UAP Holdings Limited lost Ksh518 million in the year ending December 2018, down from Ksh608 million profit made in same period the previous year.
According to CEO Peter Mwangi, the business was faced with a tough working environment during the period. In recovery plans, Mwangi says that they will “let go of accounts we couldn’t price properly”.
“Performance was impacted by a tough operating environment in Kenya and the wider region. We have had to let go of accounts we couldn’t price properly and that has had an impact on the top line,” said Mwangi.
This comes at a time when the parent company, Old Mutual, suspended plans to convert its loan to UAP into equity. Old Mutual was supposed to take up 6.5 per cent in exchange for its Ksh2.6 billion loan advanced to UAP.
According to Mwangi who spoke to Business Daily, the deal now remains an option for Old Mutual.
“No decision has been taken on the conversion. The debt is outstanding and convertible at the option of the lender. The terms of the loan have been amended to extend the tenure and we continue to service the debt,” said Mwangi.
Currently, Old Mutual holds the controlling stake at 67 percent, following acquisition a six percent of shares belonging to founding shareholders Joe Wanjui and James Muguiyi at Ksh3.2 billion last year.
In the year under review, the company borrowed up to Ksh11 billion, a Ksh258 million increase from last year.

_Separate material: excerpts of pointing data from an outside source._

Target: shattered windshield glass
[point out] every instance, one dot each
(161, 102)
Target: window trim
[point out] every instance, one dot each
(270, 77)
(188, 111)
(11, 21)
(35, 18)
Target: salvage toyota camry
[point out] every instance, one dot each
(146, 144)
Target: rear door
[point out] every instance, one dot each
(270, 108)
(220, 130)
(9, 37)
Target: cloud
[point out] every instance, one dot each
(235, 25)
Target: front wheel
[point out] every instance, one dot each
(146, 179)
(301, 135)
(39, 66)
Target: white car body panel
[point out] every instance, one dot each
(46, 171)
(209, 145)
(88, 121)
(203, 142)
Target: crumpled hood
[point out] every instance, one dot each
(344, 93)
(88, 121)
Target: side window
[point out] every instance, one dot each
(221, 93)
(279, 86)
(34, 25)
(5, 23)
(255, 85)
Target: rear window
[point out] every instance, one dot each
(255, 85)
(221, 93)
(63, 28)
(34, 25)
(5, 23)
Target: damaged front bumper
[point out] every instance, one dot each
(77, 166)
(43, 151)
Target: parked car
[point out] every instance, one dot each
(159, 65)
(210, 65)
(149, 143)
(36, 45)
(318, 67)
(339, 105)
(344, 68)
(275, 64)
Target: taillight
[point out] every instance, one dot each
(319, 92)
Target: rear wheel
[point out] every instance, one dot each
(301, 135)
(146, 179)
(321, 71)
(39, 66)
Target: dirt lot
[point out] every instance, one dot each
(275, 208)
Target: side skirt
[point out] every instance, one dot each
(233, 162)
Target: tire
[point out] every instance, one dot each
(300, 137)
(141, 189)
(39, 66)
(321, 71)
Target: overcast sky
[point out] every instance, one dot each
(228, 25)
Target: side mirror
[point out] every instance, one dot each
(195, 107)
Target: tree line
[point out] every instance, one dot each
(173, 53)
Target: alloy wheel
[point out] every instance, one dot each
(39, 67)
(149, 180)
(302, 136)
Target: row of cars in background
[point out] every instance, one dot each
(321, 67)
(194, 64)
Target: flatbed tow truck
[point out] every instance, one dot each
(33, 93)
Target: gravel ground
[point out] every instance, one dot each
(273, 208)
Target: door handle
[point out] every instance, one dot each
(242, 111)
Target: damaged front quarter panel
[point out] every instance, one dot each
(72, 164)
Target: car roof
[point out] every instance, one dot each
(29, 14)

Finance costs rose by Ksh245 million to Ksh1 billion.
Following the loss, investors will not receive any dividend unlike last year when the board declared Ksh1.70 per share amounting to Ksh359 million.

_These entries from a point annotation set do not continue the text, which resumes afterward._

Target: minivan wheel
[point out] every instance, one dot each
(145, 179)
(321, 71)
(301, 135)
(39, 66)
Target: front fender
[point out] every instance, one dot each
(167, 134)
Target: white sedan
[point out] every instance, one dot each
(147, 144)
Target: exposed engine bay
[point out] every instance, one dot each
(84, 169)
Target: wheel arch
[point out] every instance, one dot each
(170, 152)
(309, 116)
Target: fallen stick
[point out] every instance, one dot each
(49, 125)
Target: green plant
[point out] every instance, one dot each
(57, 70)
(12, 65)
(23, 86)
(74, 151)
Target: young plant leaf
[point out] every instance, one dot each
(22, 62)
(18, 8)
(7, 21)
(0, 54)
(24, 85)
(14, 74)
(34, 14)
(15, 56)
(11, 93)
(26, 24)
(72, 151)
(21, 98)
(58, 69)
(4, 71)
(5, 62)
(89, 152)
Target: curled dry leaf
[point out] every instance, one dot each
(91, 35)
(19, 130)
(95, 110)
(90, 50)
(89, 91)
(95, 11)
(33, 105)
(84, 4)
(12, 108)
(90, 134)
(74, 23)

The group also retrenched 89 employees at a cost of Ksh342 million.
The company also wrote off Ksh400 million loan advanced to cash strapped Athi River Mining company and Ksh100 million advanced to Tanzania’s Bank M.
Last year, High Court judge John Mativo has quashed a decision by the Public Procurement Administrative and Review Board (PRAB) awarding UAP Life Assurance a multi-million-shilling tender for civil servants’ insurance.